Facilitation 103: How to run a meeting

Part 3 in the Facilitation series.

Previous post: Facilitation 102

Before the meeting, prepare the meeting space and send out the agenda.
Don’t waste your team’s time in setting up the space during the meeting time!

  • If possible, reserve the room ahead of the meeting time to give yourself time to prep.
  • Make sure you have enough chairs, post-its, markers, and whatever other supplies you need.
  • Make sure that the projector, videoconference equipment, conference call number, or any other technology is prepared before the meetings starts.
  • Build in breaks (and coffee!) — a good rule of thumb is 10 minutes of break for each hour of meeting.
  • Give people time to respond to the agenda and make changes in advance.
  • Make sure folks know what is expected of them:
    • What do they need to read or prepare in advance?
    • What do they need to bring to the meeting?

Which brings us to……
How to Facilitate a Meeting
Well-run meetings generally have three designated roles. These roles can usually be covered by the meeting attendees, though sometimes it’s wise to have a third party doing the facilitating.

  • Timekeeper
  • Note-taker
  • Facilitator

What does it mean to facilitate a meeting?
Why have a designated facilitator at your meeting? The function of a facilitator is to keep the meeting on track, keep the group focused on the stated goal, and guide discussions by asking key questions.  

Here are a few things you can do, to make sure your meeting goes well.
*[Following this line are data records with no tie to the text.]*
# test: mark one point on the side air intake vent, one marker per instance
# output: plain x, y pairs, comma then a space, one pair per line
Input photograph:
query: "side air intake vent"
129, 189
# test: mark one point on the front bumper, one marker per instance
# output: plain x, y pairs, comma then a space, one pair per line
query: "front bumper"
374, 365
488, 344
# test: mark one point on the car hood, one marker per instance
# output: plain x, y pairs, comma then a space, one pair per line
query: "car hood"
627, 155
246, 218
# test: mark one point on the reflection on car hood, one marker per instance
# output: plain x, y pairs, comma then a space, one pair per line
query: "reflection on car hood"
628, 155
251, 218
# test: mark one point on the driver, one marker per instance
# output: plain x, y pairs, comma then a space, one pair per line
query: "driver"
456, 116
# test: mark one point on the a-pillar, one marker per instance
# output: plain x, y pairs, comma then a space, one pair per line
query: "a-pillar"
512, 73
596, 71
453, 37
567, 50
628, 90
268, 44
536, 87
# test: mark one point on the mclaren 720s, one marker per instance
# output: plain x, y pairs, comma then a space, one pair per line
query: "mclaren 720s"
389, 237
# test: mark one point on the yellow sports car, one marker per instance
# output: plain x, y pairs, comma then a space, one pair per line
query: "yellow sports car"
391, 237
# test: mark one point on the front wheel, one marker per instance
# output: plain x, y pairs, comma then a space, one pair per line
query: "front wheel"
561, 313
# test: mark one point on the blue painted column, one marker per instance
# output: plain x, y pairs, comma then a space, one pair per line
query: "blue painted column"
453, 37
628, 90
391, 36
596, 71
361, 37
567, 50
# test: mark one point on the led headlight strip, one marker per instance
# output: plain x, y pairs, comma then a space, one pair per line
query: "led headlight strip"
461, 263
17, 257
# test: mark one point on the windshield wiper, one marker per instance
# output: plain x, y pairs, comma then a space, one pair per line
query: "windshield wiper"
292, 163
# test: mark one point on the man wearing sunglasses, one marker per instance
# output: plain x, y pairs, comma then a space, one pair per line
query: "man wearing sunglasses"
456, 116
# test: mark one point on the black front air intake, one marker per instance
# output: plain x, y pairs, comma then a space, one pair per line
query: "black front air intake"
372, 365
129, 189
  1. Start and end on time. This is probably the thing we struggle with most, and if it happens once, it ripples out through the entire day, since the conference rooms are all booked back-to-back. Try to schedule 50 minute meetings rather than an hour, so you can make a graceful exit and let the next meeting start on time.
  1. Designate a time keeper, who will give time checks to the group.
  1. Designate a note-taker, and make sure that person understands where the notes are to be stored, and when they must be available and posted.
  1. Restate the purpose and scope of the meeting before beginning.
  1. Review the agenda. I like to have everybody in the room approve the agenda before beginning the meeting. It’s a nice way to make a social contract and build accountability in the team to prevent derailing. When you do an agenda approval, follow through: before allowing the meeting to shift focus, make sure the whole group has agreed to change focus.
  1. Make sure everybody understands the rules of engagement before the meeting begins. There are lots of things you can set up as rules (capturing off-topic ideas to be discussed later, approving the agenda, not permitting interrupting, not permitting phone calls or email checking, or allowing all of those things during breaks, using verbal or non-verbal agreement, for example) but the most important part is to make sure everybody’s clear on what is expected.